LARRY: Yeah, it’s for the same things other non profits do. But we want to make sure the dollars stay here in New Mexico. For now, we have other people who are starting to get involved.
SolFC: Your overall thoughts on how the season is going?
LARRY: It’s a perfect storm, things are happening, and there’s no real explanation for them. But when they do happen it becomes real interesting. I think things happen and pan out the way they’re supposed to. The guys managed to get through their frustration. We didn’t lose those games because we were outplayed. We played well.
SolFC: Plans for an Professional training facility in the works for the future?
LARRY: Absolutely, we are facility challenged here in Albuquerque. It doesn’t matter what club you play for. We struggle for soccer fields. If we can do things that help overcome that, well those are good things to get involved in. I think once everything is put together and we look at it, then we can determine a course of action. But is a plan actually in place, no. But those are things we do in the off season.
SolFC: Did you have a mentor to help you get to where you’re at right now?
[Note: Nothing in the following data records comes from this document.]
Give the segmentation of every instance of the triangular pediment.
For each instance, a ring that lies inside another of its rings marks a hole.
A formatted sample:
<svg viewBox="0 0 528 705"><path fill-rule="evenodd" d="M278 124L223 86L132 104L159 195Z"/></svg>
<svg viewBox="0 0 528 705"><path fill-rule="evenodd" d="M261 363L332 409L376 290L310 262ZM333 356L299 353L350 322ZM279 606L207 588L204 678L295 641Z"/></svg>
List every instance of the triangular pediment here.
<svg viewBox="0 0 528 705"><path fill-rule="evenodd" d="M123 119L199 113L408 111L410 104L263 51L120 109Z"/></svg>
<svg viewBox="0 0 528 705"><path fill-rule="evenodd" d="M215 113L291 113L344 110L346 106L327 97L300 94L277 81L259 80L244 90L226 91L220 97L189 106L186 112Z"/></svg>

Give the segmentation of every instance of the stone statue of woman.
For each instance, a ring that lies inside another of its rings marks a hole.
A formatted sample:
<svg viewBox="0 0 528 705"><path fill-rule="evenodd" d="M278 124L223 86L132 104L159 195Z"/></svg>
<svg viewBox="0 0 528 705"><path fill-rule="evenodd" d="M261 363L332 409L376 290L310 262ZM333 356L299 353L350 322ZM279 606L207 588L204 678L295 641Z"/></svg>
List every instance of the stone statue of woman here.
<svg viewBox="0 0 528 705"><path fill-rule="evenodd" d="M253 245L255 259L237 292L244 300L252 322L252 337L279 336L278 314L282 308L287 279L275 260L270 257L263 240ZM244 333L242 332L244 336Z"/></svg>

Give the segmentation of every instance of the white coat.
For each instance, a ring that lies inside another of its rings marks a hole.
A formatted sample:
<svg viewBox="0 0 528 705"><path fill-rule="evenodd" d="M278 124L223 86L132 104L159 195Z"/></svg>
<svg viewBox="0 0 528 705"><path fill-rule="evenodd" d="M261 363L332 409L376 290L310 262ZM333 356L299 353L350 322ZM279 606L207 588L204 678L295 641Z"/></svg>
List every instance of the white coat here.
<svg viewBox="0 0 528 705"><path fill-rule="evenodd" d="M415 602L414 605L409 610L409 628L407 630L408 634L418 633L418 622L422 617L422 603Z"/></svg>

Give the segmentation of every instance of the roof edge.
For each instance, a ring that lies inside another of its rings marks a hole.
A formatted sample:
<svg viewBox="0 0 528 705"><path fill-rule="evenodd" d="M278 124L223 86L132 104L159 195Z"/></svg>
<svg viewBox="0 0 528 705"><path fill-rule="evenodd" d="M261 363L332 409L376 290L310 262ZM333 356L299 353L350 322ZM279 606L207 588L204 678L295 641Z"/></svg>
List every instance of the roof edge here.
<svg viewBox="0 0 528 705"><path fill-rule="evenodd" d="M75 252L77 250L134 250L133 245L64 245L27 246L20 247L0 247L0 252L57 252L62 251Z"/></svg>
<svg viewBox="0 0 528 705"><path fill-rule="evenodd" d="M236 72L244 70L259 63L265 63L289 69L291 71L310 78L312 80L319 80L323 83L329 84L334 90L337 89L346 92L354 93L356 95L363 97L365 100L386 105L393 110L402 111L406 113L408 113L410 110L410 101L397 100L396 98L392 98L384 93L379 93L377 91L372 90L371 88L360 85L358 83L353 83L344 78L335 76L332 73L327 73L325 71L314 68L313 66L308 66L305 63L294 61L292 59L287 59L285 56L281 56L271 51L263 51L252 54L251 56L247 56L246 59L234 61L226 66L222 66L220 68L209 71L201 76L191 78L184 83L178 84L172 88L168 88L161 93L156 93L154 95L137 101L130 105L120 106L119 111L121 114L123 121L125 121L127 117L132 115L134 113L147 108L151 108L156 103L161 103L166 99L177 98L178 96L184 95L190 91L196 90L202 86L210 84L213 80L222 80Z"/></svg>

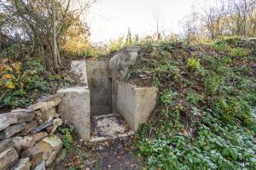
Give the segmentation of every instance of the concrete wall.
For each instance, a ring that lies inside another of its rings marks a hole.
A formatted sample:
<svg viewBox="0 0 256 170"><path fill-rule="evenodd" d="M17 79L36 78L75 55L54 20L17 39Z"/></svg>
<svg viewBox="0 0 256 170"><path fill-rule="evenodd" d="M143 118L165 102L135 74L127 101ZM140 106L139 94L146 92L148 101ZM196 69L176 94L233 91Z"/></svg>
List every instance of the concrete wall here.
<svg viewBox="0 0 256 170"><path fill-rule="evenodd" d="M136 88L118 82L116 108L130 128L137 131L148 121L157 100L157 88Z"/></svg>
<svg viewBox="0 0 256 170"><path fill-rule="evenodd" d="M69 88L57 92L62 97L59 113L65 123L72 123L84 140L90 138L90 91L86 88Z"/></svg>
<svg viewBox="0 0 256 170"><path fill-rule="evenodd" d="M118 81L124 81L129 69L137 58L140 48L128 46L114 54L109 61L109 75L112 78L112 109L116 111L116 98L118 94Z"/></svg>
<svg viewBox="0 0 256 170"><path fill-rule="evenodd" d="M111 81L108 61L86 61L87 82L90 89L90 115L110 114L112 106Z"/></svg>

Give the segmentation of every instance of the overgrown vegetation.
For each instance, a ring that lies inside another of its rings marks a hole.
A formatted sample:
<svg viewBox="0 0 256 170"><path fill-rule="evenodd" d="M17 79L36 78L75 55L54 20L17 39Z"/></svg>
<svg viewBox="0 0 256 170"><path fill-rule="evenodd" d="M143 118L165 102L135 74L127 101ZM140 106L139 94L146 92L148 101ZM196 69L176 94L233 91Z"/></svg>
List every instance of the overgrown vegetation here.
<svg viewBox="0 0 256 170"><path fill-rule="evenodd" d="M148 169L256 168L255 46L244 42L142 46L127 81L160 89L137 134Z"/></svg>
<svg viewBox="0 0 256 170"><path fill-rule="evenodd" d="M0 54L0 108L26 107L41 95L54 94L59 88L72 86L75 81L67 74L46 71L28 55L20 60L22 47L11 46Z"/></svg>

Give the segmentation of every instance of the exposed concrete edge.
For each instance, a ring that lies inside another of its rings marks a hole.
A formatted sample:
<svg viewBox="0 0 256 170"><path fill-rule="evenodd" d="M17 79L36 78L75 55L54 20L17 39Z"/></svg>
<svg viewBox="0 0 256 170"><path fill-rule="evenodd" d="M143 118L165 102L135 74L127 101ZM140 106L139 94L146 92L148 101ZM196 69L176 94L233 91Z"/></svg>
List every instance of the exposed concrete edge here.
<svg viewBox="0 0 256 170"><path fill-rule="evenodd" d="M155 107L158 91L157 88L137 88L118 82L117 110L133 131L137 131L140 125L148 121Z"/></svg>
<svg viewBox="0 0 256 170"><path fill-rule="evenodd" d="M84 140L90 140L90 111L88 87L63 88L60 89L57 94L62 98L58 108L64 122L73 124L79 136Z"/></svg>
<svg viewBox="0 0 256 170"><path fill-rule="evenodd" d="M135 133L135 132L129 132L125 134L118 134L116 136L112 136L112 137L97 137L97 138L91 138L90 142L102 142L105 140L109 140L109 139L118 139L118 138L125 138L125 137L129 137L131 136Z"/></svg>

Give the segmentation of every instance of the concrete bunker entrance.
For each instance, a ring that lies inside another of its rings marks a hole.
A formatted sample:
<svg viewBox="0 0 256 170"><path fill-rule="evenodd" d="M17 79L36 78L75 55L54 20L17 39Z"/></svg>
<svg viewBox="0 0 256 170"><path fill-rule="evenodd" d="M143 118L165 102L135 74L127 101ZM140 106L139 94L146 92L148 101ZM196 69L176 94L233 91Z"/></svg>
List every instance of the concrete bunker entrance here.
<svg viewBox="0 0 256 170"><path fill-rule="evenodd" d="M110 61L72 62L71 72L83 86L59 91L63 98L61 115L84 140L128 136L147 122L155 106L158 88L124 82L137 55L137 48L127 48Z"/></svg>

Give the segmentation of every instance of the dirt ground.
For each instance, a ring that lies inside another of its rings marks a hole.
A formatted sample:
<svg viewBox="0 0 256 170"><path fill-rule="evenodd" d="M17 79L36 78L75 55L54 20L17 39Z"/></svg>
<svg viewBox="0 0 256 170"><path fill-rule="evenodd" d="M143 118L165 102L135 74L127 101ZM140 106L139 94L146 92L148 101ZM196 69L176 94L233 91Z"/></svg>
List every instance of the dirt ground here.
<svg viewBox="0 0 256 170"><path fill-rule="evenodd" d="M132 139L125 137L100 143L74 142L55 169L137 170L143 165L135 156Z"/></svg>

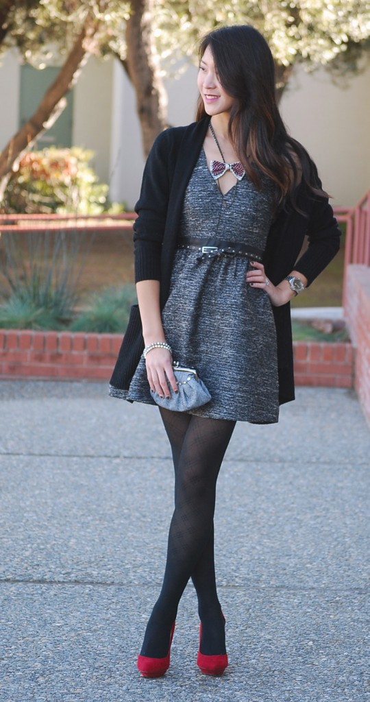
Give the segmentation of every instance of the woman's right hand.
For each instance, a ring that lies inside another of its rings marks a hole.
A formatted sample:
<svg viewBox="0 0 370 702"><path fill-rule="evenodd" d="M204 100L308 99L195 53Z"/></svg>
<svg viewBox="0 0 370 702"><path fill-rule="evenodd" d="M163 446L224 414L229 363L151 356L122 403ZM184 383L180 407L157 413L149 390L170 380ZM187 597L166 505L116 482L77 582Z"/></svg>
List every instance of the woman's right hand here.
<svg viewBox="0 0 370 702"><path fill-rule="evenodd" d="M168 398L171 390L178 392L172 368L172 355L167 349L152 349L145 359L145 365L150 390L158 392L161 397Z"/></svg>

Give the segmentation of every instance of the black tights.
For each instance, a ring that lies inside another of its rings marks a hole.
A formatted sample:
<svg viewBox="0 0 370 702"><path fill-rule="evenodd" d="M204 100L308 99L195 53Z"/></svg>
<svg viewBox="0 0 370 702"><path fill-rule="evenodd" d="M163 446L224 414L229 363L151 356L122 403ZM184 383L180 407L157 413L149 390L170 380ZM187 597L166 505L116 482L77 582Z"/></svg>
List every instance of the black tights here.
<svg viewBox="0 0 370 702"><path fill-rule="evenodd" d="M149 620L143 656L166 655L178 603L191 577L202 623L201 652L225 652L213 556L216 485L235 422L160 409L175 468L175 511L159 597Z"/></svg>

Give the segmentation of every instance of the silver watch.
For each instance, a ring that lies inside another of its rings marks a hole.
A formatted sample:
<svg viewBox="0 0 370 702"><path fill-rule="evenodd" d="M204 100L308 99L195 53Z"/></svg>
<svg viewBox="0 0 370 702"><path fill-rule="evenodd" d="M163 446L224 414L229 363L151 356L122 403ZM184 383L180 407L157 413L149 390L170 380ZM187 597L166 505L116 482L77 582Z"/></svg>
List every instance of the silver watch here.
<svg viewBox="0 0 370 702"><path fill-rule="evenodd" d="M298 295L299 293L301 293L302 291L305 289L305 286L300 280L300 278L297 278L296 275L287 275L286 277L284 278L284 280L288 281L291 286L291 290L293 290L293 292L295 293L296 295Z"/></svg>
LARRY: I’ve got a few of them. But I couldn’t do this without the support of my family. I’ve got a very understanding girlfriend, and a very understanding family who understands why I’m on the road. My parents help out at every event. I couldn’t do it without Mr. and Mrs. Lorenzo Espinosa and my girlfriend Lori, and my daughter Emma.
Larry is an inspiration to both young and old. There you have it folks! One of the Godfathers of New Mexico Soccer, Larry Espinoza!